Евразиец Гинтовт оперирует понятием «месторазвитие» — гармоничное созвучие культуры – и занимаемой территории. Отсюда – многослойность и многогранность. Много-мыслие. Много-знание. Разглядывая картины из проекта «Ангара», будто бы открываешь сразу несколько ларчиков – тут и античность, столь любимая неоклассиком Гинтовтом, и супрематизм, и советские-шестидесятые – лучше всего ассоциирующиеся с ангарской темой. Автор не боится смешивать жанры и стили, ибо в результате вырисовывается не постмодернистский стёб, но рождается новый эпос.
Что есть эпос? Отрицание времени и разговор с Вечностью. Центральный экспонат – громадное изображение фантастической ладьи с двумя носами, причём носовые фигуры – это коньки, спокон веков устанавливавшиеся на крышу русского дома. Это – славянская хтоническая древность, научно воспетая Борисом Рыбаковым в его исследованиях. Однако ладья символизирует не только водный путь в незнаемое, но и смерть – русов провожали в богато украшенных ладьях. Река в мифотворчестве – граница того и этого света, отделяющая круг живых от царства мёртвых.
Кроме того, ладья имеет силуэт капители – воспоминание о едином эллинском корне. Мировое древо, знающее, когда цвести, а когда – погружаться в зимние грёзы, навеянные Снежной Королевой, приказавшей сложить из льдинок это пугающее слово – Вечность. «Ладья» Гинтовта – это бессменное перерождение, воскресение, круговорот бытия.

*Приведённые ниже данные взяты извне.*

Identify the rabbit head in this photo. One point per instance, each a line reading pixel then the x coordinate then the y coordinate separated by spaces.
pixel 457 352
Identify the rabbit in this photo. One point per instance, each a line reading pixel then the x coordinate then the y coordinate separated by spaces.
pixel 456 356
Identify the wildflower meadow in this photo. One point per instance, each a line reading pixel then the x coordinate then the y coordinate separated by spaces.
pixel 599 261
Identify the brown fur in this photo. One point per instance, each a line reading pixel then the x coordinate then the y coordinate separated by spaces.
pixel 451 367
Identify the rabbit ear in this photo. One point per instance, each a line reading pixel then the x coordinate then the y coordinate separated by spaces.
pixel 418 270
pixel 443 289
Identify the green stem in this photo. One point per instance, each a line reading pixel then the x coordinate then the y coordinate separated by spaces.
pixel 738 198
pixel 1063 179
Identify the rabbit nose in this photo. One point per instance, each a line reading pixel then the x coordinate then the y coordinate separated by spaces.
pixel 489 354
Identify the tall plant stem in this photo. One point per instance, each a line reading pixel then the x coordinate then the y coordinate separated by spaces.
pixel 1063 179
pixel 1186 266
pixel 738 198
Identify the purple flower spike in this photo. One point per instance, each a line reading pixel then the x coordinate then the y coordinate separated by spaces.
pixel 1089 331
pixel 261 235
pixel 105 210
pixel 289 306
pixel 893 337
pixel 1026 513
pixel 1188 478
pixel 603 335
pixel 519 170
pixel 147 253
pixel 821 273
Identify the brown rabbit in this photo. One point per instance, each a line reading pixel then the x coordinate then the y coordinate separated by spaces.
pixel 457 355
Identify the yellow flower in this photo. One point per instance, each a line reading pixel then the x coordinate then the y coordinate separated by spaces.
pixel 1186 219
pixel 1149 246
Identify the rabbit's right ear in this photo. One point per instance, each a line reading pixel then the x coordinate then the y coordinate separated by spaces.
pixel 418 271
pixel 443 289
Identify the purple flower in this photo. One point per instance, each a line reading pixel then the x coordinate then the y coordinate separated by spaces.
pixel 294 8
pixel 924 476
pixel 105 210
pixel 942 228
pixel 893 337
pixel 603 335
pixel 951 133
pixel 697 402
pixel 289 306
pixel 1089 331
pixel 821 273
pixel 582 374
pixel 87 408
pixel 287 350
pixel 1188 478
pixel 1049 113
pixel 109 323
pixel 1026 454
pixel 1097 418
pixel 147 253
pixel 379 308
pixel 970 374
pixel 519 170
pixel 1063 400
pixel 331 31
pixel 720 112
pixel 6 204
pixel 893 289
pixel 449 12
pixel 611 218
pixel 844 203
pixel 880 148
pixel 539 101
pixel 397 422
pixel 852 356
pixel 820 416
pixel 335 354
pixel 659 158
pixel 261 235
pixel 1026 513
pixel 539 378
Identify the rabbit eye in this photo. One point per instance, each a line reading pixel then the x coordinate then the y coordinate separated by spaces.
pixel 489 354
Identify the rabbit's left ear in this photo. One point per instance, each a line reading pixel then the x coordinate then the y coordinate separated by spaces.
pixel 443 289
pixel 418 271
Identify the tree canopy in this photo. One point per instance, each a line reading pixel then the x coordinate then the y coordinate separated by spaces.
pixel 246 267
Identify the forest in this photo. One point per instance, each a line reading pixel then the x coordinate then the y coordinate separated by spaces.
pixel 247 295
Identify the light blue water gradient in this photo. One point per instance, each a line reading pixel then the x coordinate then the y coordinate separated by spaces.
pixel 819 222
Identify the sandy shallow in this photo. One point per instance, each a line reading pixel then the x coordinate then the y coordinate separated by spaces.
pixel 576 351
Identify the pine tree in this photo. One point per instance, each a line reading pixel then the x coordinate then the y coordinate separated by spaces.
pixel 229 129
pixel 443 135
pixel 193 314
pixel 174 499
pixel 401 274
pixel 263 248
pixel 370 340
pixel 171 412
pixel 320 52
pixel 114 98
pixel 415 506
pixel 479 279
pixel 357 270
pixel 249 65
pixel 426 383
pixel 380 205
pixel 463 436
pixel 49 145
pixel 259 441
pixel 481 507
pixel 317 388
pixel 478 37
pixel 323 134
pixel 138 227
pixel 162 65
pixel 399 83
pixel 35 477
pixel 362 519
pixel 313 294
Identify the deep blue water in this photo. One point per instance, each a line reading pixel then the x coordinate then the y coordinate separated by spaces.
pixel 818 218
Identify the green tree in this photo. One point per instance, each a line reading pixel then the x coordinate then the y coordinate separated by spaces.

Искусствовед-философ Владимир Паперный в опусе «Культура – II» вещал о двух типах цивилизаций: Культура I стремится в будущее и посильно отрицает прошлое, а Культура – II утверждает себя через единую и неделимую бесконечность. К первой относится, например, эпоха конструктивизма в России, а ко второй — Grand maniere Людовика XIV и сталинская эра. Нынче в искусстве — период бесстилья и очередных витков «ничейного» постмодерна, тогда как Гинтовт – созидатель устойчивой Культуры-II посреди тотального хаоса.
Художник собирает воедино формы Этьена Булле и Клода Леду – а это классицизм Французской Révolution — с беспокойной эстетикой Казимира Малевича и Александра Родченко – авангардизм Русской Революции, получая евразийскую мифо-концепцию, у которой нет исторических датировок, но есть всеохватное постоянство. Точно такой же космизм (а космос – это антипод хаоса, а не только – чёрный вакуум с бриллиантами созвездий!) прослеживается в диптихе – «Чёрный и красный квадраты», как чередование смертей и возрождений, сурового поста и светлой Пасхи, монашеского средневековья и жизнеутверждающего ренессанса.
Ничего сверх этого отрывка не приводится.